Not only were many of the 2006s outstanding — among them a trio of Hall Cabernets (at $70, $100 and $150), Girard Artistry ($42), Chappellet Signature ($52), Piña Howell Mountain Buckeye Vineyard ($85), Snowden Reserve ($75), Phifer Pavitt Date Night ($75) and a pair of Buehler wines at $36 and $45 respectively – but these wines are a bit trimmer in terms of ripeness, more like 2005 than 2004, the latter having been a super-ripe vintage.
Winemakers say the wines ripened and developed flavors at lower sugar levels, hence their lower alcohol percentages. While I enjoy many styles of Cabernet, from opulent to tight and Bordeaux-like, the 2006s struck me as being exquisitely balanced, rich without being heavy, and distinctive in reflecting where they’re grown.
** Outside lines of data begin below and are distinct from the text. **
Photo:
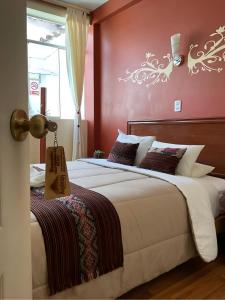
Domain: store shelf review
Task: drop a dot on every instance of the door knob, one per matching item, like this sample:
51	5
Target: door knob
38	125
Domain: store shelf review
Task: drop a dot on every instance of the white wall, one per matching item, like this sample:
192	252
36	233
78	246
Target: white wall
65	139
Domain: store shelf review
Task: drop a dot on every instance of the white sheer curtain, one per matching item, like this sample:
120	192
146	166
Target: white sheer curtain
77	23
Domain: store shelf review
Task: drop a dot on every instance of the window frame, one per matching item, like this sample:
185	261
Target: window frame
58	47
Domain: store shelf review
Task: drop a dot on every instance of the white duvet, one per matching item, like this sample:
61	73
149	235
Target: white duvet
198	202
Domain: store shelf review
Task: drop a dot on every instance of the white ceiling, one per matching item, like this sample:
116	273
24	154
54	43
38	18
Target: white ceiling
89	4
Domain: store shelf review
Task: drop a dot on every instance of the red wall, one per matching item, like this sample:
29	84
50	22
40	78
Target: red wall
121	42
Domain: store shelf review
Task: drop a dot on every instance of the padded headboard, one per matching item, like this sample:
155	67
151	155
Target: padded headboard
208	132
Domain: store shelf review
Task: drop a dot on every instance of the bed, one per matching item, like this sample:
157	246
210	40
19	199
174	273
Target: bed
152	211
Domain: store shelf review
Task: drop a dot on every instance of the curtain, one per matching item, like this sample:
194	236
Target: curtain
77	23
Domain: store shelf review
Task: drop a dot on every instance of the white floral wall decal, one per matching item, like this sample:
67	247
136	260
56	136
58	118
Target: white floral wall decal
151	71
214	52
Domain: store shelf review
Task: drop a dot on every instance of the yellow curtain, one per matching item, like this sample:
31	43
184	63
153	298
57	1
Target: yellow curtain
77	23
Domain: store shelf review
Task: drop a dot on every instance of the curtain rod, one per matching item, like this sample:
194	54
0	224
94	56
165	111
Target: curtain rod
66	5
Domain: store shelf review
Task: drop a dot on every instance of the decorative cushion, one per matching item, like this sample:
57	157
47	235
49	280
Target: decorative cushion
123	153
190	156
145	143
163	160
199	170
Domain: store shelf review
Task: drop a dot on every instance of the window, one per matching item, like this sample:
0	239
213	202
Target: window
47	68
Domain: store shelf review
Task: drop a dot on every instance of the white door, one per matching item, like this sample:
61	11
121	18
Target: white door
15	253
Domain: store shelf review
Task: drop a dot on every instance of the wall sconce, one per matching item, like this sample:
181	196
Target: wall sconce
175	45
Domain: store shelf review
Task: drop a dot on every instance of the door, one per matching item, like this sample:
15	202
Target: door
15	250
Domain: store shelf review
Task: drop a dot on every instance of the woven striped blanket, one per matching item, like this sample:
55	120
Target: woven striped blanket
82	236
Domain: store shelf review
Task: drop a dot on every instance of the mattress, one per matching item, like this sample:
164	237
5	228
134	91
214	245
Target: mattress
154	221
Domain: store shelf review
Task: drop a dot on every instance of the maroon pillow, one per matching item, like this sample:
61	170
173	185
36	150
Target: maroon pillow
163	159
123	153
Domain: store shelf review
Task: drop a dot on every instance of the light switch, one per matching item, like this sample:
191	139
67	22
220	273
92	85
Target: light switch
177	105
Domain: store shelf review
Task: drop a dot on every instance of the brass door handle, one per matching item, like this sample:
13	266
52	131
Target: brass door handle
38	125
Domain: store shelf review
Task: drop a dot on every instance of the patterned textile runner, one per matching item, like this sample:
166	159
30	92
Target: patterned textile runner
82	236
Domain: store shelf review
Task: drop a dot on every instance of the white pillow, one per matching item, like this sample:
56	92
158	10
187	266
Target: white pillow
145	143
199	170
189	158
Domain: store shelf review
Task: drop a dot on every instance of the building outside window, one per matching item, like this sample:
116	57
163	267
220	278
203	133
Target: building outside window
47	68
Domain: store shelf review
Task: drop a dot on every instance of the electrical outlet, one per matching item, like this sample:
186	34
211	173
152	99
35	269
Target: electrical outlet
177	105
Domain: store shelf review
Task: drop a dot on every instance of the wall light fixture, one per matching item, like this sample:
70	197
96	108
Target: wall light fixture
175	45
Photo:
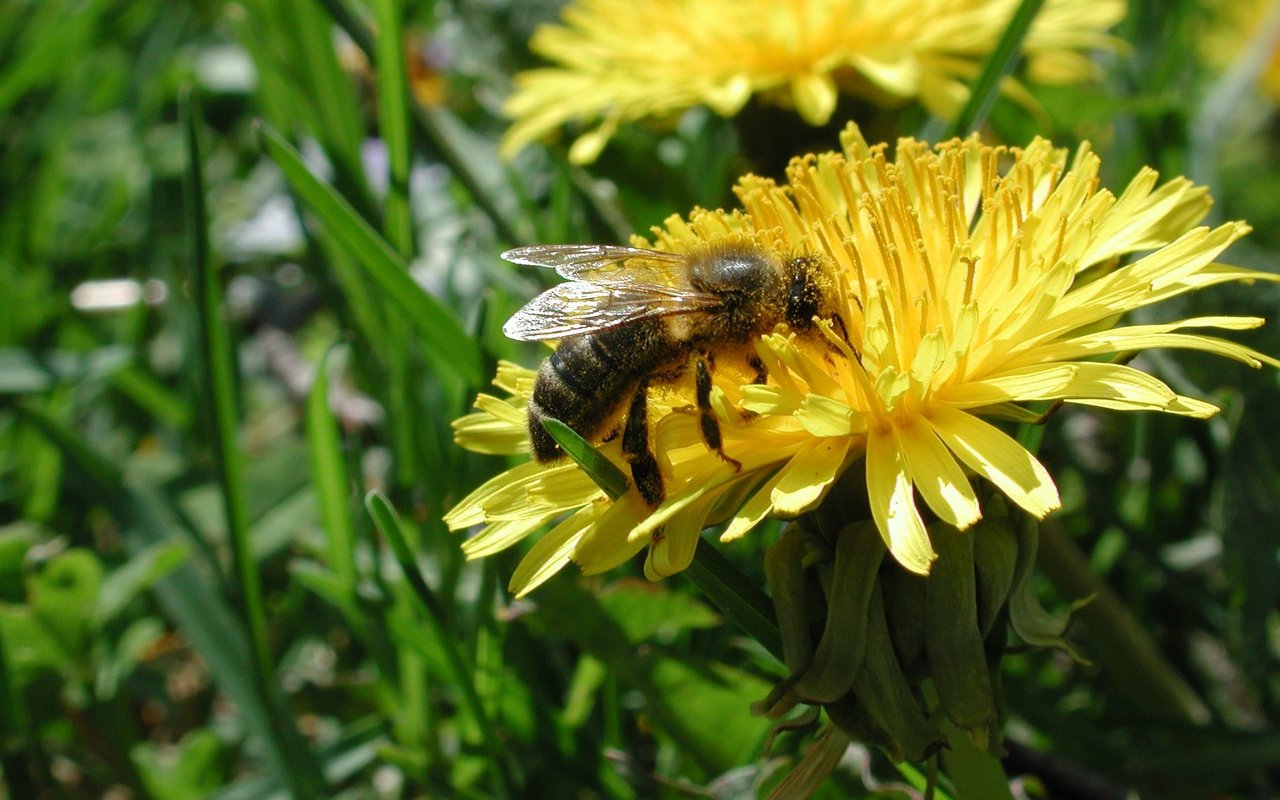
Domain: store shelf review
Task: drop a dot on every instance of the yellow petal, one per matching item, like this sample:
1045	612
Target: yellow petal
824	416
814	95
894	504
808	475
551	552
937	476
501	535
997	457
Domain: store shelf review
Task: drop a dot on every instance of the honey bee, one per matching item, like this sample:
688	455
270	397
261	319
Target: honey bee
629	318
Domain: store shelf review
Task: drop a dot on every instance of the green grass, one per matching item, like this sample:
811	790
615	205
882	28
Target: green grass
223	566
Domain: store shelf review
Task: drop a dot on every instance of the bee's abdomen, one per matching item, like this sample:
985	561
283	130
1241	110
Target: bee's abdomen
589	376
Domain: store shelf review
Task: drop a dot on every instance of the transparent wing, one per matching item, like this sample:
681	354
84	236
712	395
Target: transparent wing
577	307
606	263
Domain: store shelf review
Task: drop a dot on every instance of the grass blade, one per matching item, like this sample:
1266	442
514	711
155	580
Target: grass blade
218	366
599	469
196	608
999	64
329	479
737	598
433	126
393	124
448	346
464	675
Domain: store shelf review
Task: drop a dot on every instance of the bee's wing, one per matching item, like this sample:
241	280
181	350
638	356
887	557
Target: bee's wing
609	264
577	307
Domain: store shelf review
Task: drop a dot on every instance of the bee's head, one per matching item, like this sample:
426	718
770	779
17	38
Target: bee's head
736	269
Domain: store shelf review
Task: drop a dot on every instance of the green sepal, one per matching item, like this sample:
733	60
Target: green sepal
839	658
1029	620
995	558
958	661
882	708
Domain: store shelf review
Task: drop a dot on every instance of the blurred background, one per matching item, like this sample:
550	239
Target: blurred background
210	353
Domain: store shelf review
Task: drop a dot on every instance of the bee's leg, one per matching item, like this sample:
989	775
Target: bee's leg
636	451
707	417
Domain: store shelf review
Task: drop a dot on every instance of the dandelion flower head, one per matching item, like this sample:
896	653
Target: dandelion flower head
621	60
973	280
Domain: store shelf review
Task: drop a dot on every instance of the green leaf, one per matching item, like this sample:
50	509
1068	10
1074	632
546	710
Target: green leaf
219	373
197	608
63	595
192	768
444	341
135	576
736	597
976	773
329	479
604	472
645	609
462	673
393	123
999	64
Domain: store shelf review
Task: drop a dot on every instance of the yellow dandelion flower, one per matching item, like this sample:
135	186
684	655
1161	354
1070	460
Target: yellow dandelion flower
622	60
967	288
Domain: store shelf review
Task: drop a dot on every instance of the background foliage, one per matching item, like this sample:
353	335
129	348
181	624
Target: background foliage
195	599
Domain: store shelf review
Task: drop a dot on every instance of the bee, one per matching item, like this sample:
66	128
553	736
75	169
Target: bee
629	318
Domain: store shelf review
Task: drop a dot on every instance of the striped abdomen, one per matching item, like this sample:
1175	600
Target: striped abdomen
590	375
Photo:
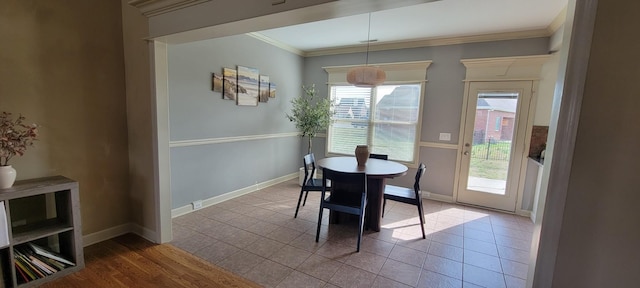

The Piña, for example, has a rich core of gravelly-pebbly currant and sage, true to Howell Mountain. And Phifer Pavitt’s Cabernet comes from Pope Valley; it might be the best wine from that appellation that I’ve tried. (Pope Valley is legally part of Napa, but is separated from the valley by Howell Mountain.)
This is the second exciting vintage from this producer, and I’m sure that once people realize how good Pope Valley wines can be, you’ll start to see and hear more references to the Pope Valley-Napa Valley appellation—and more producers seeking its grapes. The wines are rich and fleshy, with gobs of fruit and great depth, but not as heavy as some Cabernets from the valley floor.
Prices are still mixed; some are going up, some are coming down and most appear to be holding the line. The Girard, though, is the best of this bottling to date, and at $42 it's a great buy, as are the Buehlers.